【下北での記録】BUT MAMA SAID その①
5月13日月曜日 22時か23時頃
「おぉ、どっかいってたん??」
湯島から下北で降りた帰り。毎日のように通るこの道で声をかけられた。
下北の某カラオケバーで働いている芸人。学生時代の部活で知り合ってからかれこれ10年が経つ。
お店の外に出て看板の前で客引きをやっているのは店内のお客さんがゼロの印である。翌日特に用事がなかったのと、「就職が決まったら行きます」と約束していたのもあってその日はお世話になることにした。
失礼な話だが、正直このお店自体はそれほど好きじゃない。雰囲気もあまり落ち着かないし酒の種類も少ない。そしてチャージ含む料金とは別に謎のサービス料として15%のタックス料を頂戴される。カラオケが無限に歌えるところとお通しのお菓子が無限に食えるところが良い部分だが(あとたまに有名なラッパーの方がいらっしゃるという話も伺ったことがある)、申し訳ないけれどもっと良いお店はあるような気がする。
だがそんなややいい加減で荒んだ場所は、破天荒なこの人と会うには丁度良い空間でもあるように感じたり。
ヒッチハイクで東京から岐阜まで向かう、酔った勢いで知り合いの肛門に割り箸を突っ込んで入院させる、性交渉百人斬り(以上)、朝起きたら知らないベネズエラ人女性が隣で寝ていたなどなど多くの逸話をもっているこの方。陽キャ風でありそちら側にも溶け込めうる一方、僕と長い間付き合ってくれているということは根は陰の方なのだろう。お互いに良い失礼ができる間柄。当日の30分前に「家泊まって良いですか?」と聞いても泊めてくれるし、酔っぱらいすぎて僕がその方のニンテンドー64を壊した時にも笑って許してくれた。そして今日も奴は勝手に僕のツケで酒を飲んでいた。
芸人と水商売という職業柄コンボに加えて天性の頭の回転もあるのだろうか、コミュニケーション能力が卓越しており、聞き上手。その日も酒はあまり回っていないにも関わらず僕の方が話しすぎるくらいに話してしまった。
「最近マッチングアプリ始めたんですよ」
これまで使用したことがなかったことや、使用者の話を聞いてみてやってみようと思ったこの手のアプリ。

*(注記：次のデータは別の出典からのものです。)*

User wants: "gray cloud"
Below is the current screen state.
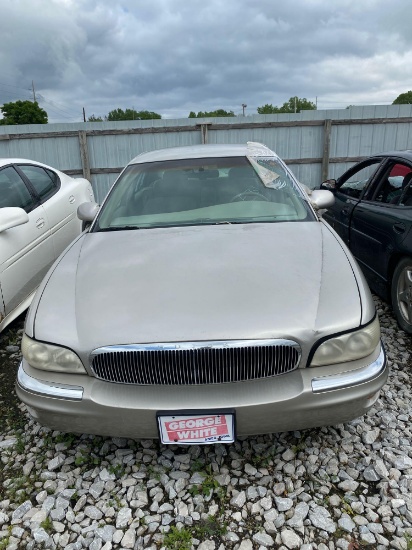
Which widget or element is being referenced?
[0,0,412,121]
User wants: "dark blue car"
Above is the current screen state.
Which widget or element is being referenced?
[321,151,412,334]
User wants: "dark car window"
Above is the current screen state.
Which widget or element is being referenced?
[339,159,381,199]
[18,168,59,202]
[373,162,412,208]
[0,166,35,212]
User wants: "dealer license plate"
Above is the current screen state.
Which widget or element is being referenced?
[157,411,235,445]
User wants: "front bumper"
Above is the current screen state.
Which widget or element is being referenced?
[16,345,388,438]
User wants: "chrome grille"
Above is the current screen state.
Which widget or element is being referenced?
[91,340,301,386]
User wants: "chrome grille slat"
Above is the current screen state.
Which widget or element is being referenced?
[91,340,301,386]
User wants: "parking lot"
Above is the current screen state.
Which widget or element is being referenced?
[0,299,412,550]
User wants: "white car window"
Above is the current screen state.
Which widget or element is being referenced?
[0,166,35,212]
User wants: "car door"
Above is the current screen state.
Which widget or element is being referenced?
[17,164,84,257]
[0,165,54,315]
[322,158,382,246]
[350,158,412,295]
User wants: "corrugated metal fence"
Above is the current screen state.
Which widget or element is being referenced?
[0,105,412,201]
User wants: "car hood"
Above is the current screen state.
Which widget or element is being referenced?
[32,222,362,364]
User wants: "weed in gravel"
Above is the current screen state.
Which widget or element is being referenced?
[40,517,53,535]
[403,533,412,550]
[192,516,227,540]
[0,536,10,550]
[107,464,125,479]
[163,526,192,550]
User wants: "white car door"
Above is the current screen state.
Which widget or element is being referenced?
[17,163,92,257]
[0,165,54,316]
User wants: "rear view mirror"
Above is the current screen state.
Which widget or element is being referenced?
[320,179,336,191]
[310,189,335,210]
[0,206,29,233]
[77,202,99,222]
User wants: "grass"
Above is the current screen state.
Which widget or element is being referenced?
[163,526,193,550]
[40,517,53,535]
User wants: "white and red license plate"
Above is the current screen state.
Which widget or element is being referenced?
[157,411,235,445]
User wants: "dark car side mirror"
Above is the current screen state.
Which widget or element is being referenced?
[320,179,336,192]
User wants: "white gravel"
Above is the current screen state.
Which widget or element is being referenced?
[0,300,412,550]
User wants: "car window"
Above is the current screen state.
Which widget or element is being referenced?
[373,163,412,206]
[18,164,59,206]
[0,166,36,212]
[339,159,381,199]
[94,157,315,231]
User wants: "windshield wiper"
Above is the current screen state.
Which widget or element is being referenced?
[96,225,143,233]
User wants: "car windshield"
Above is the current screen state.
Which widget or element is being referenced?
[93,157,315,231]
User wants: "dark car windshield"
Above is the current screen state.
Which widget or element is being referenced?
[93,157,315,231]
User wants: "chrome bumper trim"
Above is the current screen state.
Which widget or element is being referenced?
[312,345,386,393]
[17,363,83,401]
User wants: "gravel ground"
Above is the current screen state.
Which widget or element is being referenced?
[0,300,412,550]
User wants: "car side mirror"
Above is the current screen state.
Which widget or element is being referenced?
[320,179,336,192]
[77,202,99,222]
[309,189,335,210]
[0,206,29,233]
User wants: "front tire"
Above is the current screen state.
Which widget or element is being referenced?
[391,258,412,334]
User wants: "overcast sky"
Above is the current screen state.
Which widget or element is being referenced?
[0,0,412,122]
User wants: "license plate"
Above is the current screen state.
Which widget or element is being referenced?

「結構ディズニー好きをプッシュしてる女性が思いの他多いなと思って、いや別にディズニー嫌いではないんですけど、そういう人たちってかなりアクティブでアウトドアな人が多いような気がして、おそらく自分とは合わないだろうなというか。」
なので最近はディズニーと対局にある、であろう分野であえて検索をかけてみることにした。すると、どこか波長が合いそうに思える方がヒットしやすくなったのである。
「そのディズニーと対局にあるものっていうのは?」
「タバコとタトゥーですね」
一般的にあまり良い印象ではない、夢の国よりむしろ少なくともPG12指定は食らうであろうアイテムたち。だがこれらをまとった女性は大抵個性的で、芯をもっている(ややバイアス)。
「ただマッチングは全然しないんですよねぇ」
せっかくストライクゾーンの女性をヒットさせる方法を見つけても、実際に出会えなければ元も子もない。いかがすれば良いものか…
などと考えているとその方が切り出した。
「ていうかさ、マッチングアプリよりもふとした出会いを大切にした方がええんちゃう?」
「といいますと?」
「関係をこれから作ったるで!っていうマインドやとお前無理してまうと思うのよ。それよりも「あれ、そういえばたまに会うこの人ええな」くらいの感覚で普段会う人と徐々に距離を縮めるくらいが合ってると思うで」
思い当たる節がいくつも出てきた。
自分は意中の相手を意識しすぎれば空回りしすぎてしまう。相手の気を引くために奇抜な発言や行動をしてしまい、少なくとも良い友達にはなれるであろうところをヘンテコな関係にしてしまうことが多々あった。「恋人を探す」という前提のあるマッチングアプリで出会った人であれば顕著にそれが表れるだろう。それらを鑑みれば仮に誰かとマッチングしても実る可能性はかなり少ないと伺える。
そうではなくまずは仲の良い友達になる。そこから「おっ?」と思ったら関係を少しずつ発展させていく努力をすればいい。その努力が足りてない、と言われたらそれまでなのだが、自分の場合は力んじゃ何もかも終わりだ。人にはそれぞれ合ったやり方がある。
頭がキレる割にはアホな人だという印象が強いこの方だが、これまでで一番的を得たことを言われたような気がしてまたたまには会いたいなぁと思ったり。